The situation for enforcement used to be similar in London. In the meeting, AVZ spoke of the progress London has made on speed enforcement, especially with 20mph. When the London Vision Zero Action Plan was launched in 2018, at that time Thames Valley Police actually enforced more speed limit offences than the Metropolitan Police Service (MPS) – in fact lots more! In 2018, Thames Valley Police enforced over 120,000 speed limit offences; far more than the 92,000 then being enforced by the MPS. At this time too, 20mph enforcement in London was almost exclusively left to Community RoadWatch programmes.

But all that has changed in recent years. Speed enforcement is now a police priority. Action 18 in London’s Vision Zero Action Plan Progress Report aims for one million speeding offences to be sanctioned by 2024/25.

And levels of speed enforcement have increased dramatically on roads with 20mph limits in London. A response to a Mayor’s Question noted that in London, between April and August 2022, the MPS enforced 257,589 speeding offences, over 40% of which were in 20mph limits.
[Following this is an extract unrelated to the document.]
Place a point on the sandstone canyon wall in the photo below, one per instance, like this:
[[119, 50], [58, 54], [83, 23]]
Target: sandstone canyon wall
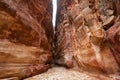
[[87, 35], [26, 37]]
Careless driving a police priority?

AVZ also warned of the need for greater detection of careless driving. In 2021, Thames Valley Police reported sanctioning 3,397 seat belt offences. This was 2.6 times higher than the 1,256 careless driving offences detected. Between 2019-2021, seat belt offences rose by 557%, compared to 112% for careless driving. Police resources are limited and AVZ advocates that the priority is enforcement of those offences which pose harm to others.

Going forward

AVZ thanked Cyclox for not just organising this event, but for its wider work campaigning for safer roads. As well as the county council, this work needs to include strong support from police. We know from London that it can take years, with pressure coming from councils/councillors as well as campaigners, to get enforcement focused on reducing road danger, with increased detection of speeding and careless driving. But overall, a good start from Oxfordshire. There is work to do but it is very encouraging to see Vision Zero plans that openly recognise the need to remove danger at source by dramatically reducing the number of motor vehicle trips that are being made, and for lower speeds, not just lower speed limits.